At 11 a.m., Benteen led a charge against the Confederate line that initially stalled until more Yankees joined the onslaught. Unable to match the firepower of the superior breech-loading carbines wielded by the federal cavalrymen, the Rebel line soon collapsed. As the two forces collided, many of the soldiers engaged in fierce hand-to-hand combat.
By 11:30 a.m., with the Confederate line collapsed, the Rebels were scrambling to cross the rain-swollen creek. Blocking their way were hundreds of supply wagons that were overturned or stuck in the mud along the steep banks. Adding to the chaos, many of the Rebels were dressed in Union uniforms they had confiscated in raids earlier during the campaign. With little chance of escaping the congestion, hundreds of Confederates surrendered. The Federals stayed in hot pursuit of the Rebels who managed to escape, and later that evening Price ordered the remnants of his wagon train burned to hasten his retreat.
The Battle of Mine Creek was the largest Civil War conflict fought in Kansas, and one of the larger cavalry engagements of the war. Pleasonton’s decisive victory decimated Price’s Army of Missouri. In addition to the destroyed wagon train, the Confederates suffered over 1,100 casualties (250 wounded, 300 killed, and 600 captured). The Federals also captured two Confederate brigadier generals, Marmaduke and William L. Cabell. Union losses totaled slightly over 100 (94 wounded, 15 killed, and one captured).

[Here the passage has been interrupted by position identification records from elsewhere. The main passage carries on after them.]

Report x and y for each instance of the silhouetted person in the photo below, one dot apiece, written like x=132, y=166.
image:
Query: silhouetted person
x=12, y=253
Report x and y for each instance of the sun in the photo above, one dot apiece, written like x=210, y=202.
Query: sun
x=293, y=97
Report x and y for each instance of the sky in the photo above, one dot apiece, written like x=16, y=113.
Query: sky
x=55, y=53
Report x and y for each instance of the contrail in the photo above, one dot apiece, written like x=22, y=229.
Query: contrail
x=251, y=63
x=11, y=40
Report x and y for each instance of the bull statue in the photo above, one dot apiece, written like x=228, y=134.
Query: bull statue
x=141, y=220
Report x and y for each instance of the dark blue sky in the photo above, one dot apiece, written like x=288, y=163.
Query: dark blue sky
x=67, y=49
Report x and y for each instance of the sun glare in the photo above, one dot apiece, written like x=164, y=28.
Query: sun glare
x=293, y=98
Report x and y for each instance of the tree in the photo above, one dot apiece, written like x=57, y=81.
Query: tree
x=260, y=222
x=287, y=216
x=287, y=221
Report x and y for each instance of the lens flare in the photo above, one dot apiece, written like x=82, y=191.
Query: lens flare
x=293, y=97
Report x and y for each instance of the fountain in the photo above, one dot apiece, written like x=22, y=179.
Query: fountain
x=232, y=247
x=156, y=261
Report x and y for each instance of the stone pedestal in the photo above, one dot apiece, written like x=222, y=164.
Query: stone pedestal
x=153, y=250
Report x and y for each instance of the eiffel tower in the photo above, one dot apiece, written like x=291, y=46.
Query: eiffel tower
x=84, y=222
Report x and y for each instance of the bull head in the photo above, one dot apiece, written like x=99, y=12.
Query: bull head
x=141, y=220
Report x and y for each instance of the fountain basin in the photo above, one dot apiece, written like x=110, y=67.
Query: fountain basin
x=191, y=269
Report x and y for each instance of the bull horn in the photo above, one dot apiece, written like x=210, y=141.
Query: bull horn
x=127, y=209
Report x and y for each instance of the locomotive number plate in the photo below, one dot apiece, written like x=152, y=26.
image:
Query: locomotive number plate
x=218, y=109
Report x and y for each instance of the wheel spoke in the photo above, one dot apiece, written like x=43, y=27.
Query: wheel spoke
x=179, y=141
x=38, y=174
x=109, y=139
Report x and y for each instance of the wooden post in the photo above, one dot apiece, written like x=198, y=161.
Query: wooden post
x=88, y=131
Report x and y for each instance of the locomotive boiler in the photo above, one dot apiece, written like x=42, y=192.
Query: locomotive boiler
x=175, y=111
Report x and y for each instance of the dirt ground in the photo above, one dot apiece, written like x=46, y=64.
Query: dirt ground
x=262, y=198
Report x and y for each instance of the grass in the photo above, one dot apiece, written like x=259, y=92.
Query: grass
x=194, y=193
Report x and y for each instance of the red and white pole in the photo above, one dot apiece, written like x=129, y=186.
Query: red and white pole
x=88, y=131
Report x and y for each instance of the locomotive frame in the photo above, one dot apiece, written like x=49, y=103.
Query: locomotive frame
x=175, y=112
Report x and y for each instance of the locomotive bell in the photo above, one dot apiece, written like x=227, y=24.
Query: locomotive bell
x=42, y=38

Second Battle of Newtonia—October 28, 1864
Following the Union victory at the Battle of Mine Creek, Price’s Army of Missouri stopped to rest on October 28th about two miles south of Newtonia, Missouri, where another battle had been fought two years before.
While the weary Rebel soldiers rested, Major General Blunt, commanding a Federal cavalry division numbering about 1,000 men, caught up with them. As Blunt’s two brigades approached, Price ordered Brigadier General Joseph Shelby’s mounted infantry division to hold the Yankees back as the rest of the Confederate army resumed their retreat.
After the two forces established lines, Shelby seized the initiative and attacked. Holding a numerical advantage, perhaps as large as two to one, the Rebels drove the Yankees about 200 yards back across a cornfield. There, the Union resistance stiffened and held.
At about 5 p.m., Blunt, whose men were running low on ammunition, was preparing to withdraw when reinforcements commanded by Brigadier General John B. Sanborn arrived from Fort Scott. Sanborn’s men nearly doubled the size of the Union force.
Now facing a larger federal force that included fresh troops and more artillery, Shelby ordered his men to withdraw as sunset approached. Seeing the Rebels fall back, Blunt ordered a counterattack that drove their foe back about one mile.
As nightfall descended, Blunt called off his pursuit. During the night, Shelby’s rearguard rejoined Price’s main army and continued their retreat toward Indian Territory.
Accounts are unclear regarding the number of soldiers that took part in the Second Battle of Newtonia. Confederate forces numbered somewhere between 2,000-3,500, while the Union fielded somewhere between 1,500-2,000 men. Casualty totals are equally obscure. The Confederacy lost between 26-200 soldiers, and the Union suffered between 24-275 casualties.
Both commanders claimed victory after the conflict, but most historians consider the Second Battle of Newtonia to be a Union victory because Price’s Army of Missouri began to disintegrate badly as it resumed its retreat after the engagement.
The Army of Missouri—Dissolution
Following the Second Battle of Newtonia, the Army of Missouri retreated from Missouri into Arkansas, Indian Territory, and eventually eastern Texas. The remnants of the 12,000 Rebels who entered Missouri on September 25 finally made their way back to Arkansas on December 2. Confederate officials subsequently dissolved the Army of Missouri and 8,000 soldiers who returned were absorbed into the Army of the Trans-Mississippi. Price was reduced to a divisional commander in that force.